Individually, Zverev, Tsitsipas and especially Medvedev have achieved more than most players can dream of. Medvedev did not only win a major, but also reached world No. 1. But their collective decline from era-changing talents, who, in the case of Zverev and Medvedev, forced style changes across the tour with their combination of gigantic serves and elite movement and defense, illustrates how far Sinner and Alcaraz have pulled away.

Djokovic’s ability to stay in the conversation — in part by adjusting his game to the kill-or-be-killed aggression Sinner and Alcaraz bring that Medvedev and Zverev cannot adopt — only compounds that.

Andrey Rublev, another regular qualifier from the past few years nowhere to be seen this year, summarized the plight in an interview with Russian outlet Bolshe last month.

“I can continue to be stuck in the top 20 and gradually all the young players drag me down further, or I try to change everything drastically and give myself another chance in my career,” he said. Tsitsipas, Zverev, Fritz and three-time Grand Slam finalist Casper Ruud, another 1990s-born player not truly of the sandwich generation, have expressed similar sentiments all season.

Rublev, along with Zverev and Medvedev, also qualified for the inaugural Next Gen ATP Finals in 2017, which was open to the year’s eight best players aged 21 and under. It was supposed to give a glimpse into the future, but eight years later, it looks more like a memento of a frustrated dream. Tsitsipas was an alternate for the event, hailed even more so than Medvedev and Zverev as the Next Big Thing with his highlight-reel attack and flowing one-handed backhand.

He has reached two Grand Slam finals and has won 12 titles, but he has also suffered the most of the sandwich generation this year. A change of racket brought a brief upturn in form in February, where he won an ATP 500 title at the Dubai Tennis Championships, but it also worsened an ongoing back injury. Tsitsipas will end the season with his lowest year-end ranking since he was a teenager in 2017, and that pair of Grand Slam final defeats, in 2021 when he led Djokovic by two sets to love at Roland Garros and in 2023 to the same player at the Australian Open, feel a lifetime ago.

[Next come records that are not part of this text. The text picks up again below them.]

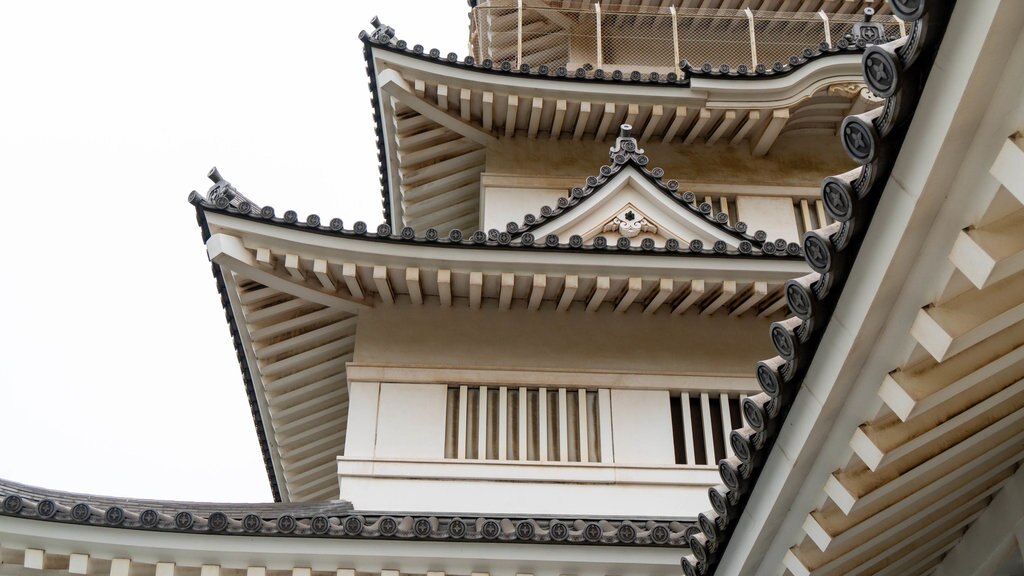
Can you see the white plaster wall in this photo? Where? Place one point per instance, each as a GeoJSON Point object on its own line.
{"type": "Point", "coordinates": [502, 205]}
{"type": "Point", "coordinates": [360, 435]}
{"type": "Point", "coordinates": [774, 215]}
{"type": "Point", "coordinates": [470, 496]}
{"type": "Point", "coordinates": [641, 427]}
{"type": "Point", "coordinates": [411, 421]}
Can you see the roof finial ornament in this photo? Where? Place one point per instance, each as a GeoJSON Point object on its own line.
{"type": "Point", "coordinates": [867, 32]}
{"type": "Point", "coordinates": [222, 194]}
{"type": "Point", "coordinates": [626, 146]}
{"type": "Point", "coordinates": [383, 33]}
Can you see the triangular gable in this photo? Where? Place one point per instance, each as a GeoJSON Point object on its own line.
{"type": "Point", "coordinates": [627, 179]}
{"type": "Point", "coordinates": [630, 190]}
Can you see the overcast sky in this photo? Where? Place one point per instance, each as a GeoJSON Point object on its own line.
{"type": "Point", "coordinates": [118, 373]}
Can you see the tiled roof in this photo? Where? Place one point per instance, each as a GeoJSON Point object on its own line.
{"type": "Point", "coordinates": [628, 153]}
{"type": "Point", "coordinates": [383, 38]}
{"type": "Point", "coordinates": [333, 519]}
{"type": "Point", "coordinates": [896, 71]}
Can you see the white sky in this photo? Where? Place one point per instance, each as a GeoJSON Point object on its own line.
{"type": "Point", "coordinates": [118, 373]}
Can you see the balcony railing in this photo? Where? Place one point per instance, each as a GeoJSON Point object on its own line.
{"type": "Point", "coordinates": [637, 38]}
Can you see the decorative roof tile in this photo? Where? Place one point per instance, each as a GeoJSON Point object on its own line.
{"type": "Point", "coordinates": [493, 239]}
{"type": "Point", "coordinates": [627, 153]}
{"type": "Point", "coordinates": [333, 519]}
{"type": "Point", "coordinates": [383, 37]}
{"type": "Point", "coordinates": [897, 71]}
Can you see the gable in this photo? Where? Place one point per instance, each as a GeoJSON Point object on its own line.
{"type": "Point", "coordinates": [629, 190]}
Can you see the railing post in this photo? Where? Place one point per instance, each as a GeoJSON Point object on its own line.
{"type": "Point", "coordinates": [675, 36]}
{"type": "Point", "coordinates": [518, 46]}
{"type": "Point", "coordinates": [754, 43]}
{"type": "Point", "coordinates": [824, 18]}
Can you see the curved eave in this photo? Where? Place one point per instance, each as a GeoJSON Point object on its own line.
{"type": "Point", "coordinates": [774, 91]}
{"type": "Point", "coordinates": [266, 264]}
{"type": "Point", "coordinates": [480, 249]}
{"type": "Point", "coordinates": [37, 509]}
{"type": "Point", "coordinates": [873, 140]}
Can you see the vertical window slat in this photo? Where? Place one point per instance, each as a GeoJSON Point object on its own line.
{"type": "Point", "coordinates": [726, 421]}
{"type": "Point", "coordinates": [563, 440]}
{"type": "Point", "coordinates": [452, 423]}
{"type": "Point", "coordinates": [503, 422]}
{"type": "Point", "coordinates": [604, 408]}
{"type": "Point", "coordinates": [521, 421]}
{"type": "Point", "coordinates": [463, 402]}
{"type": "Point", "coordinates": [481, 425]}
{"type": "Point", "coordinates": [584, 436]}
{"type": "Point", "coordinates": [542, 412]}
{"type": "Point", "coordinates": [594, 425]}
{"type": "Point", "coordinates": [709, 428]}
{"type": "Point", "coordinates": [688, 427]}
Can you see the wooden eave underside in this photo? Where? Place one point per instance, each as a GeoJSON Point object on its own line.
{"type": "Point", "coordinates": [438, 122]}
{"type": "Point", "coordinates": [933, 461]}
{"type": "Point", "coordinates": [951, 433]}
{"type": "Point", "coordinates": [296, 296]}
{"type": "Point", "coordinates": [829, 6]}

The ATP Tour Finals’ place as something of a sanctuary for these players has faded into yet another reminder of what was denied them. Zverev, the last man standing, this year won his opening match against Ben Shelton of the U.S., but still looks ill-equipped to consistently challenge the best two players above him, and in so doing, to halt the slide of the Next Gen into its resting place as a nearly gen.